Longitudinal Integrated Clerkships (CLIC, www.clicmeded.com) adalah jaringan
sekolah kedokteran yang berkomitmen terhadap pendekatan kontinuitas ini untuk
pendidikan kedokteran, yang sedang dilaksanakan dengan menggunakan berbagai
pendekatan berbeda di seluruh dunia (Worley et. al., 2016).
CBME juga merupakan kesempatan yang sangat baik bagi siswa untuk
mengamati peran dokter di luar klinik, baik dalam hal tanggung jawab profesional
lebih lanjut, seperti pendidikan kesehatan masyarakat, dan dalam hal bagaimana
seorang dokter berdampak pada keluarga mereka dan kehidupan sosial di
komunitas itu . Ini paling baik dipelajari jika siswa tersebut adalah penduduk di
masyarakat. Sangat penting untuk menemukan akomodasi bagi siswa yang akan
mendukung pengalaman sebagai pengalaman yang positif. Dalam hal ini, perencana
kurikulum harus memperhatikan meningkatnya jumlah siswa yang memiliki
pasangan dan anak-anak.

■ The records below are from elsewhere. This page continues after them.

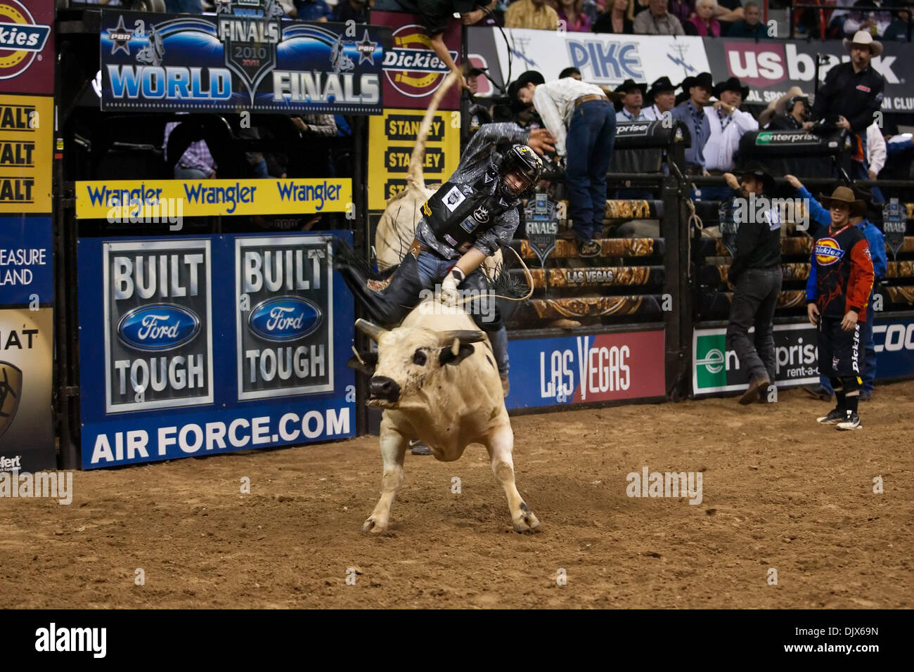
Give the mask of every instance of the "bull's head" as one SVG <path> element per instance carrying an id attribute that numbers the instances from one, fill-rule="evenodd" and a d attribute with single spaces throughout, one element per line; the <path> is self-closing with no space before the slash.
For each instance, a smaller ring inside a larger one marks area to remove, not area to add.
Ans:
<path id="1" fill-rule="evenodd" d="M 485 337 L 481 331 L 433 331 L 422 327 L 388 330 L 367 320 L 356 328 L 377 342 L 377 365 L 362 357 L 361 370 L 372 374 L 369 406 L 397 408 L 400 400 L 422 388 L 429 376 L 445 366 L 455 366 L 473 353 L 473 343 Z"/>

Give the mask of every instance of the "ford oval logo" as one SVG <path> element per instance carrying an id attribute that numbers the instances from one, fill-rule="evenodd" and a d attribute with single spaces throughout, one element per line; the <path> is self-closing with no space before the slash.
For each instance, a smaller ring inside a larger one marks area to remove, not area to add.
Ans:
<path id="1" fill-rule="evenodd" d="M 268 341 L 297 341 L 314 331 L 324 314 L 313 301 L 298 296 L 278 296 L 261 301 L 248 316 L 248 325 Z"/>
<path id="2" fill-rule="evenodd" d="M 134 350 L 174 350 L 194 340 L 199 318 L 188 308 L 157 304 L 134 308 L 121 318 L 117 335 Z"/>

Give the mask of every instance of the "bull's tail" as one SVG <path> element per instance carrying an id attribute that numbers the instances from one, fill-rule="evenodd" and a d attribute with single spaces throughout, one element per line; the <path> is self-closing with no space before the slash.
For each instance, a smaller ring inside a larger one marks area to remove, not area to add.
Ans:
<path id="1" fill-rule="evenodd" d="M 412 156 L 409 157 L 409 172 L 407 174 L 408 185 L 415 185 L 420 189 L 425 188 L 425 176 L 422 175 L 422 164 L 425 161 L 425 142 L 429 138 L 429 133 L 431 131 L 431 121 L 435 118 L 435 112 L 438 112 L 441 99 L 456 81 L 457 75 L 452 72 L 444 78 L 444 81 L 431 97 L 429 109 L 425 111 L 422 123 L 419 127 L 419 134 L 416 135 L 416 146 L 412 148 Z"/>

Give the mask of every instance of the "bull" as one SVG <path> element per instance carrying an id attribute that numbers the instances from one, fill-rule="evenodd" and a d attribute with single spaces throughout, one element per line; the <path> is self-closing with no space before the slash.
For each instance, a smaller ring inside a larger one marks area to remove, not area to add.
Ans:
<path id="1" fill-rule="evenodd" d="M 485 445 L 515 530 L 533 532 L 539 520 L 515 485 L 514 432 L 489 339 L 462 310 L 436 315 L 441 311 L 428 305 L 433 301 L 420 304 L 394 329 L 356 322 L 377 343 L 377 352 L 350 361 L 371 376 L 368 406 L 384 410 L 381 496 L 362 531 L 388 529 L 390 506 L 403 483 L 407 443 L 419 437 L 441 462 L 460 459 L 470 443 Z"/>

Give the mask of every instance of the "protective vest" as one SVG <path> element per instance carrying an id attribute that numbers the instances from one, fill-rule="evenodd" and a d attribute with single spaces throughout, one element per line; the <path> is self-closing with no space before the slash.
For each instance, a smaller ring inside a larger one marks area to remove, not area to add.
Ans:
<path id="1" fill-rule="evenodd" d="M 519 199 L 507 201 L 498 191 L 500 178 L 490 168 L 473 186 L 445 182 L 422 206 L 435 238 L 457 252 L 468 251 L 476 238 L 492 228 Z"/>

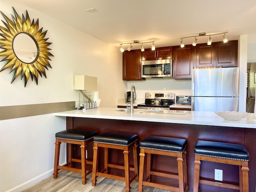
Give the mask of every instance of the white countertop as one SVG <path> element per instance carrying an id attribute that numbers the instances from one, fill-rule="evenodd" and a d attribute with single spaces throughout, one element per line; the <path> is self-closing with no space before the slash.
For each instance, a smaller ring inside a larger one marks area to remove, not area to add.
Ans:
<path id="1" fill-rule="evenodd" d="M 240 121 L 231 121 L 224 120 L 214 112 L 185 111 L 187 112 L 186 114 L 158 114 L 136 109 L 132 114 L 130 112 L 118 111 L 122 110 L 120 108 L 100 107 L 87 110 L 73 110 L 53 114 L 67 117 L 256 128 L 256 121 L 253 120 L 256 118 L 254 114 Z"/>

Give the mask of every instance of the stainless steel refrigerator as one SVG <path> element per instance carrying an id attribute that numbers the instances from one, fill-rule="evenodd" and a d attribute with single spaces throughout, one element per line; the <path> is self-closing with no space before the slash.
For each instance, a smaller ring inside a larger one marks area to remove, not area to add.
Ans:
<path id="1" fill-rule="evenodd" d="M 193 69 L 193 111 L 238 110 L 239 68 Z"/>

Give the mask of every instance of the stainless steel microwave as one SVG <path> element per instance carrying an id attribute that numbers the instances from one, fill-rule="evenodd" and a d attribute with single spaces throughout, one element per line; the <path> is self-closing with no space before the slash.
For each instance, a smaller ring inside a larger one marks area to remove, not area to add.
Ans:
<path id="1" fill-rule="evenodd" d="M 172 78 L 172 59 L 142 61 L 142 71 L 143 78 Z"/>

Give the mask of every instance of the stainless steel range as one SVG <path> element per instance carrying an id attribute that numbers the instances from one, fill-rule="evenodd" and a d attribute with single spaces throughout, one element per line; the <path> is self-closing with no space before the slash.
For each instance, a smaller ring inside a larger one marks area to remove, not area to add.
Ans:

Pengalaman komunitas dapat digunakan oleh seluruh
keluarga untuk menentukan manfaat dan kerugian hidup dan bekerja di komunitas
tersebut setelah lulus, tetapi ini membutuhkan biaya tambahan yang signifikan.
Sen Gupta et al. (2009) mengartikulasikan tiga persyaratan penting untuk
CBME untuk berhasil: akomodasi siswa dan ruang pengajaran, guru klinis
berkomitmen, dan beban kasus yang sesuai. Satu faktor tambahan yang penting
untuk diperhatikan adalah keselamatan siswa. Ini mungkin memerlukan mendidik
siswa tentang masalah perjalanan yang aman, dengan hati-hati mengelola risiko
fisik kepada siswa di masyarakat di mana kekerasan merupakan masalah yang
signifikan, mengelola risiko bagi siswa yang terpapar dengan penyakit menular
seperti HIV, dan membantu siswa untuk menghadapi isolasi relatif, perubahan
budaya dan, bagi sebagian orang, tinggal jauh dari rumah untuk pertama kalinya.

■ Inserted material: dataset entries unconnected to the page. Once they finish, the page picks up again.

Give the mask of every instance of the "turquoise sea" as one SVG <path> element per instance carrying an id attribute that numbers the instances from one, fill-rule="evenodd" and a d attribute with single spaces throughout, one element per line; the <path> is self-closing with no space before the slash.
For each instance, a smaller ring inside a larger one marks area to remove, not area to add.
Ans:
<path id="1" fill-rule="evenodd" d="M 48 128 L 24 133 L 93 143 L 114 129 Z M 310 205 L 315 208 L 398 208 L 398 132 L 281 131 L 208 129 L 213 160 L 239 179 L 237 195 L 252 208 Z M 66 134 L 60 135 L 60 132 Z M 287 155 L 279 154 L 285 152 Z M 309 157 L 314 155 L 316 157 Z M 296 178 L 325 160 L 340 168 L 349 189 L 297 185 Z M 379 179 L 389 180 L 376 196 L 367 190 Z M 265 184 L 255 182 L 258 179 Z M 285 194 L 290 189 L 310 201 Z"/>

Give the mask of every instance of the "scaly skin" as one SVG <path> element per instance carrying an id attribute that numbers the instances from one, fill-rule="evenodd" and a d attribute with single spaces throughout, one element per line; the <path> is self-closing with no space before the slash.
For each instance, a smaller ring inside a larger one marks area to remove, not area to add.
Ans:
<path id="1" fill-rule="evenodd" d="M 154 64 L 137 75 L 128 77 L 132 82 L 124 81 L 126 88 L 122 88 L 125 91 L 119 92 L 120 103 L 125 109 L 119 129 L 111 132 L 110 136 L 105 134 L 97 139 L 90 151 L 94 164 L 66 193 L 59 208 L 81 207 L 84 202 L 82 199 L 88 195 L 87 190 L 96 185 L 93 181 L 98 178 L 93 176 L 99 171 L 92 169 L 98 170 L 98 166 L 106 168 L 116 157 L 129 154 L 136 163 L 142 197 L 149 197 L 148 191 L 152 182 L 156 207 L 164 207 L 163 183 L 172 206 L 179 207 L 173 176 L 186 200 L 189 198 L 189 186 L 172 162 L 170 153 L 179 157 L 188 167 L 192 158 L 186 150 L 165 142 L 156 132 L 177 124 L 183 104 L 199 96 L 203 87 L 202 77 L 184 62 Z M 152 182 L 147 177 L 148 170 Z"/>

Siswa harus memiliki kejelasan tentang kebijakan asuransi dalam hal cakupan dan
tanggung jawab yang diharapkan dari mereka. Siswa juga, dari waktu ke waktu,
menjadi tidak sehat, atau memiliki keluarga atau krisis sosial. Mereka perlu
memiliki akses ke bantuan yang terpisah dari guru / penilai mereka. Sumber daya
semacam itu harus diatur sebelum kebutuhan muncul, dan siswa harus memiliki
penjelasan tertulis dan lisan tentang pengaturan tersebut.
Staf akademik dan administrasi CBME yang mendukung pengembangan
pribadi dan profesional siswa mereka akan menemukan bahwa siswa tidak hanya
memperoleh pengetahuan dan keterampilan kognitif dan psikomotor selama
lampiran mereka, tetapi juga memiliki kesempatan untuk mendapatkan
keterampilan afektif dan menemukan diri mereka berubah oleh pengalaman.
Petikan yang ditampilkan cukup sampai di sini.